The story of my life

May 20, 2009 at 5:00 am

We were talking about the nature of consciousness and the possibility that God exists in the ways that we communicate our unique experiences. And just about the time I expected your eyes to glaze over and roll back in your head, bewildered by the absurdity of my deeply held beliefs, you said, I understand, and I started to regret the years I had spent doubting the truth of my own vision. Stoopid!

But you get it. You must. We wouldn’t be able to carry on a conversation if it weren’t for our ability to agree on the meanings of some words, because when we start using the same word to describe a thing, we can move forward to the processing of information, recognizing that, yes, the experience of dodging a rapidly approaching baseball involves a sequencing of events that represents the basic building blocks of story, and that the process of developing a message, expressing it as accurately as possible and trying to get a sense of whether it has been heard as intended is, in itself, a story told a thousand-billion times each day, we get to the point where we must necessarily agree that story is the basis for all communication, truth and the possibility of the divine. Otherwise, we’re all damned to isolation and misery.

It made me think about how my father once described his love of movies. Typically reserved in expressing his emotions, my dad explained that he could identify with the feelings of other people by associating their stories to movies that he had seen. It was a strange, roundabout approach to empathy, but, while my dad doesn’t express his emotions often, he is surprisingly sensitive to the needs and concerns of other people. And he seems to understand, instinctively, that our souls are defined by the ways we react to our experiences and how we tell our stories.

Is it any wonder that I have spent 90 percent of my life watching movies, listening to the poetry and emotion in pop music, and analyzing the effectiveness of story and art in comics, hoping against hope that I would find a friend (or community) who saw these things as holy in the same way?

And then it all started to fall apart. Big business started to muscle in on the bottom line. That dramatic structure we were taught in school started to reveal itself as nothing more than a tool for manipulating the behavior of entertainment consumers. That sense of drama and conflict, followed by the improbably satisfying (but somehow expected) resolution, revealed itself to be an empty exercise. Endings, happy or not, might give us the sense that everything could be right in the world, but that feeling wouldn’t even last until we got to the parking lot, because in the real world everything just keeps going all the time.

But you get that. I’m ashamed to admit I thought I was alone in this. But you get it. And we can still enjoy an obviously manipulative popular narrative (“Lost”) and evaluate it for its internal logic and emotional value. We can still engage the occasional big budget popcorn feature (“Star Trek”) and share in the experience of revisiting our joy for simple fantasy. We can even engage the bewilderingly complex narrative concepts in overlooked masterpieces of graphic fiction (Alan Moore and J.H. Williams III’s “Promethea,” and Seth’s “It’s a Good Life, if You Don’t Weaken”) and watch as these shared experiences expand the potential for what we can share with one another. And best of all, we can skip that Sandra Bullock crap; I don’t even know the title of that garbage, but nobody who saw it is ever gonna be reading this anyway. So, at least in a small way, everything is all right. And will continue to be.

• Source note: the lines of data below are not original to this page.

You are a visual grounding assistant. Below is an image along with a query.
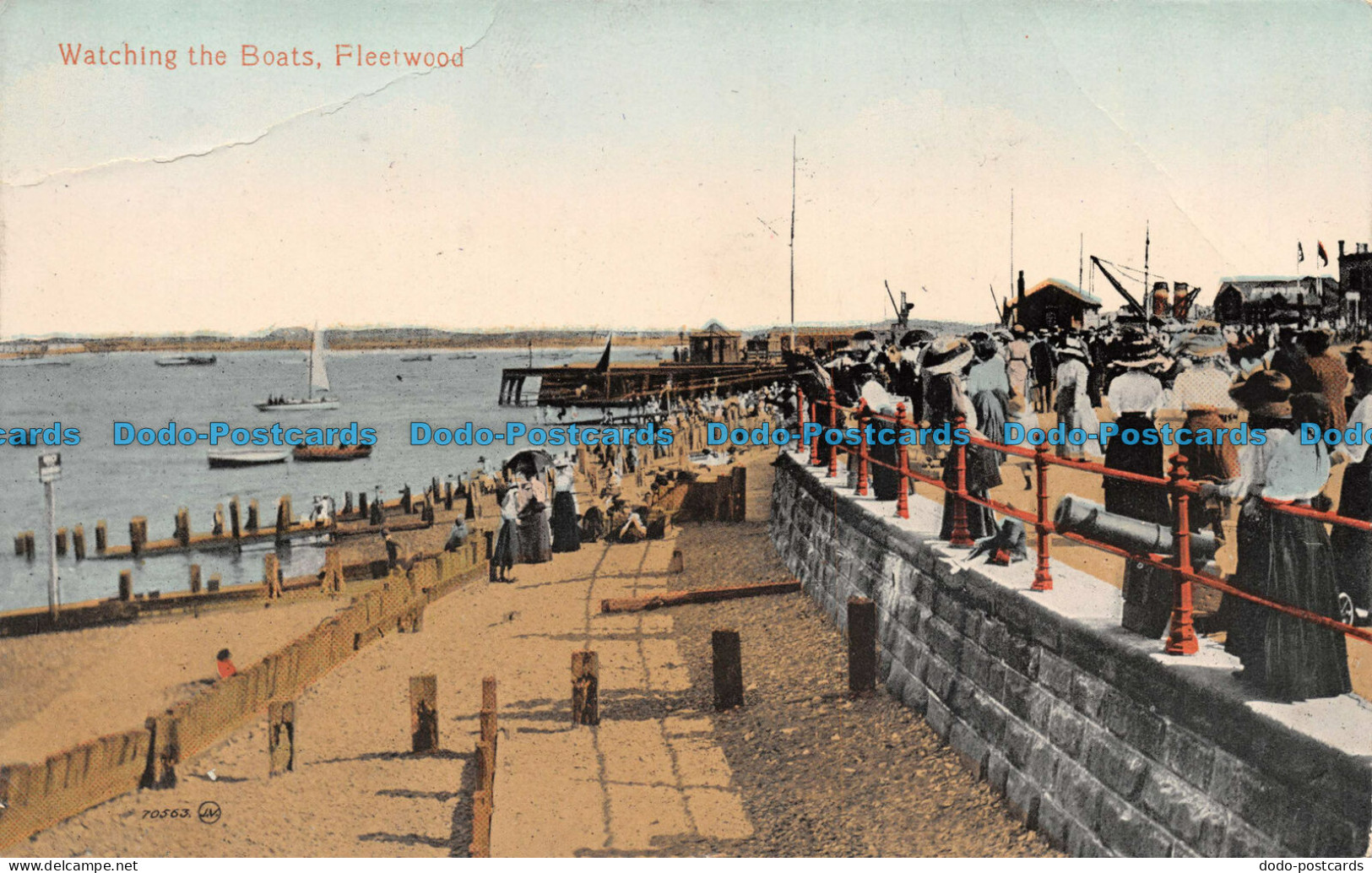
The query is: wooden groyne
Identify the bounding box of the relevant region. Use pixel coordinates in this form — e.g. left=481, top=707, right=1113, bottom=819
left=0, top=542, right=485, bottom=849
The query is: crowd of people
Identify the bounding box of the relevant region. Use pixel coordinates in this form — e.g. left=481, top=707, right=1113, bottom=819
left=810, top=323, right=1372, bottom=699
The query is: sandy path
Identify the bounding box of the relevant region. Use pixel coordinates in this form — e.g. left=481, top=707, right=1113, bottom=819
left=0, top=599, right=349, bottom=763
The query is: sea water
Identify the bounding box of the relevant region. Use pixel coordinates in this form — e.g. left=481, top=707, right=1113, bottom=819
left=0, top=349, right=611, bottom=610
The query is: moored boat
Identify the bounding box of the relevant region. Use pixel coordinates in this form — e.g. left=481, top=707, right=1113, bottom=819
left=254, top=327, right=339, bottom=412
left=291, top=446, right=371, bottom=461
left=206, top=449, right=290, bottom=469
left=155, top=354, right=218, bottom=366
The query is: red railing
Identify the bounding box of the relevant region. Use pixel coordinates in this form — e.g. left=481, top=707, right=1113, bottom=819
left=796, top=388, right=1372, bottom=655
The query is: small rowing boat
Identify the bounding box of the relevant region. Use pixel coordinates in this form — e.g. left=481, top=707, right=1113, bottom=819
left=291, top=446, right=371, bottom=461
left=206, top=449, right=290, bottom=469
left=155, top=354, right=217, bottom=366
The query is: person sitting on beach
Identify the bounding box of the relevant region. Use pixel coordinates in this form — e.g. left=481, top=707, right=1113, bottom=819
left=443, top=516, right=469, bottom=552
left=214, top=649, right=239, bottom=680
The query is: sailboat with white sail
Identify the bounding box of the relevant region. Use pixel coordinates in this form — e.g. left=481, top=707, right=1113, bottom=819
left=257, top=325, right=339, bottom=412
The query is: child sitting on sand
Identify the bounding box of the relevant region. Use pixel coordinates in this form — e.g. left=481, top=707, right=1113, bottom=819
left=214, top=649, right=239, bottom=680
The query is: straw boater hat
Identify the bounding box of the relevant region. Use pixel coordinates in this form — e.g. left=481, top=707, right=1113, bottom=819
left=1229, top=369, right=1291, bottom=419
left=968, top=331, right=1001, bottom=361
left=924, top=336, right=973, bottom=376
left=1056, top=336, right=1091, bottom=364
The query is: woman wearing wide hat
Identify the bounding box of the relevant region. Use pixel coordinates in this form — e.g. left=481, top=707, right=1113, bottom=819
left=1201, top=371, right=1352, bottom=700
left=1104, top=326, right=1172, bottom=637
left=1054, top=336, right=1100, bottom=458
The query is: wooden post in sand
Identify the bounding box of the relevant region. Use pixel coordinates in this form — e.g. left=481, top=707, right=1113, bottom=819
left=709, top=630, right=744, bottom=710
left=262, top=552, right=281, bottom=599
left=266, top=702, right=295, bottom=776
left=848, top=597, right=876, bottom=695
left=410, top=675, right=437, bottom=754
left=572, top=649, right=599, bottom=724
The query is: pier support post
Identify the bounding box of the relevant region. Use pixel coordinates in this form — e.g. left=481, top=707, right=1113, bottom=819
left=262, top=553, right=281, bottom=599
left=323, top=546, right=343, bottom=594
left=848, top=597, right=876, bottom=695
left=274, top=496, right=295, bottom=545
left=709, top=630, right=744, bottom=710
left=572, top=649, right=599, bottom=724
left=410, top=675, right=437, bottom=754
left=266, top=700, right=295, bottom=776
left=129, top=515, right=149, bottom=557
left=176, top=507, right=191, bottom=549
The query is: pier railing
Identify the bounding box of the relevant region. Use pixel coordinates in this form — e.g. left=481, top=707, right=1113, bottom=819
left=796, top=387, right=1372, bottom=655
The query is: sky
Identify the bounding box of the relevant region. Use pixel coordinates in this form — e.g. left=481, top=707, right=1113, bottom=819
left=0, top=0, right=1372, bottom=338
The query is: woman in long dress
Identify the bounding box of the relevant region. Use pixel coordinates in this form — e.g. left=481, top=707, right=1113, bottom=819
left=1054, top=338, right=1100, bottom=460
left=1104, top=333, right=1173, bottom=638
left=491, top=486, right=520, bottom=582
left=1202, top=381, right=1352, bottom=700
left=1330, top=354, right=1372, bottom=625
left=518, top=476, right=553, bottom=564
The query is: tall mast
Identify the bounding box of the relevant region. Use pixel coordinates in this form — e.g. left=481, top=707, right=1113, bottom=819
left=790, top=133, right=796, bottom=351
left=1143, top=221, right=1152, bottom=318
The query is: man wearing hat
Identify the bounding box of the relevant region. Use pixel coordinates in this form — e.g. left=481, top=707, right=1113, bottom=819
left=1201, top=384, right=1352, bottom=700
left=1104, top=331, right=1172, bottom=638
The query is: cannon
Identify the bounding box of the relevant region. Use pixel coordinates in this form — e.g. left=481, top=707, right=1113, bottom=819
left=1052, top=494, right=1220, bottom=570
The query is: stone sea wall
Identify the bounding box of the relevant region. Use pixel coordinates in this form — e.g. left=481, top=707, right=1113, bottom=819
left=771, top=454, right=1372, bottom=856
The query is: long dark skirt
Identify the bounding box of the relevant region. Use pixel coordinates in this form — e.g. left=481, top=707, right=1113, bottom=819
left=518, top=509, right=553, bottom=564
left=1224, top=497, right=1352, bottom=700
left=553, top=491, right=582, bottom=552
left=1330, top=457, right=1372, bottom=610
left=939, top=411, right=1006, bottom=540
left=867, top=419, right=900, bottom=500
left=491, top=519, right=518, bottom=570
left=1104, top=412, right=1173, bottom=637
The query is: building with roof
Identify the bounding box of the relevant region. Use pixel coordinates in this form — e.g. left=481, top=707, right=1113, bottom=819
left=1008, top=279, right=1100, bottom=331
left=1339, top=239, right=1372, bottom=324
left=1213, top=276, right=1343, bottom=327
left=687, top=320, right=742, bottom=364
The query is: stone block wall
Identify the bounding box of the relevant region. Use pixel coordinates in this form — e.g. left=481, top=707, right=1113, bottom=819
left=771, top=454, right=1372, bottom=856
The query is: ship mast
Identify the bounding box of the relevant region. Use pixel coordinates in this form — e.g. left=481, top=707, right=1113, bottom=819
left=790, top=133, right=796, bottom=353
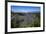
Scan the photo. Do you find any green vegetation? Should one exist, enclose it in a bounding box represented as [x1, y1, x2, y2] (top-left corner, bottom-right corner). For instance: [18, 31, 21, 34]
[11, 13, 40, 28]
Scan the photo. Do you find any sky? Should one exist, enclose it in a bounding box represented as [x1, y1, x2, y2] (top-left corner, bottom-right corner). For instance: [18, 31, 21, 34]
[11, 6, 40, 13]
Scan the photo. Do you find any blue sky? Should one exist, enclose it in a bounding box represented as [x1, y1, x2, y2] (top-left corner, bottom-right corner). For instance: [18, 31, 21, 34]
[11, 6, 40, 12]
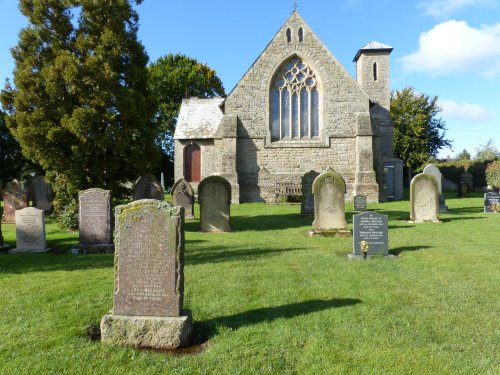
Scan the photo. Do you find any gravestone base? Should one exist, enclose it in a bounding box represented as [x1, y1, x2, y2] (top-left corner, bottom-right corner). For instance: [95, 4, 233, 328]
[347, 254, 397, 260]
[306, 229, 352, 237]
[71, 243, 115, 254]
[9, 247, 52, 254]
[101, 310, 193, 349]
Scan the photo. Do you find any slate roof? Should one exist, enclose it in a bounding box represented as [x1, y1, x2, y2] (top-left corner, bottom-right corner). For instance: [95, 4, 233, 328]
[352, 41, 393, 62]
[174, 97, 224, 139]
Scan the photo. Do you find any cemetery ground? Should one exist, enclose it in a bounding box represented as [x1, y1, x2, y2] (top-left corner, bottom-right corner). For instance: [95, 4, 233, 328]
[0, 192, 500, 374]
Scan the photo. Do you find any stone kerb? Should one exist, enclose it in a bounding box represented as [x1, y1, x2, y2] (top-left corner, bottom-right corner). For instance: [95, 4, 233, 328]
[300, 170, 319, 215]
[198, 176, 231, 232]
[133, 173, 164, 201]
[410, 173, 439, 222]
[72, 188, 114, 254]
[171, 178, 194, 219]
[310, 171, 351, 236]
[101, 199, 192, 349]
[423, 164, 448, 212]
[9, 207, 50, 254]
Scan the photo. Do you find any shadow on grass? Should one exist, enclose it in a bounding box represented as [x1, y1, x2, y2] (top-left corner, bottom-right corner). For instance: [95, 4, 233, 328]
[389, 246, 432, 255]
[0, 253, 114, 274]
[188, 246, 304, 265]
[194, 298, 362, 342]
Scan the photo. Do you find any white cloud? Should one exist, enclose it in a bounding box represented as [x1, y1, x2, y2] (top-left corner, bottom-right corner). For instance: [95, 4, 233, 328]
[418, 0, 498, 18]
[438, 100, 494, 123]
[401, 20, 500, 77]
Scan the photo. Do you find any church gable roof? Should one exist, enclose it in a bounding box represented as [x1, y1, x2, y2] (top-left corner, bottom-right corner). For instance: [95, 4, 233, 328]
[174, 97, 224, 139]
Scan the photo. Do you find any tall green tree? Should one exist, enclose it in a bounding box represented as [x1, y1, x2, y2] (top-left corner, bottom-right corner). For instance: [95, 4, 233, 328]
[391, 87, 451, 184]
[149, 54, 226, 157]
[1, 0, 159, 226]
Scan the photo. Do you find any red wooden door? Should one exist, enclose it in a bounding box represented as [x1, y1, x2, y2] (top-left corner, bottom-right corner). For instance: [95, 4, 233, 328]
[184, 143, 201, 182]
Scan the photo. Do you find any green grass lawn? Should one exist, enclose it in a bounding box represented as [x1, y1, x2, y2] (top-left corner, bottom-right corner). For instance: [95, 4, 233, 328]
[0, 193, 500, 374]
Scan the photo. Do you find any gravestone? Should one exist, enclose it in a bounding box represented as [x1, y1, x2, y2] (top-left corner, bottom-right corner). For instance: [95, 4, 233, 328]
[198, 176, 231, 232]
[9, 207, 50, 253]
[484, 191, 500, 212]
[133, 173, 164, 201]
[72, 188, 114, 254]
[171, 178, 194, 219]
[460, 171, 474, 191]
[410, 173, 439, 222]
[354, 195, 366, 212]
[30, 176, 52, 212]
[300, 171, 319, 215]
[348, 211, 389, 260]
[101, 199, 192, 349]
[309, 171, 351, 236]
[2, 180, 28, 224]
[423, 164, 448, 212]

For further consideration: “La Jetee” (1962), a short film by Chris Mark, is recognized as the source for a large part of the plot of Terry Gilliam’s “12 Monkeys,” but it deserves much greater scrutiny for the way it is told, using still images almost exclusively. Mark’s point is, apparently, to draw our attention to the fact that motion pictures are really no more than an optical illusion, a series of still images switching in such a way as to make us believe we are seeing something move. It’s a good bit of ammunition for your pop culture arsenal.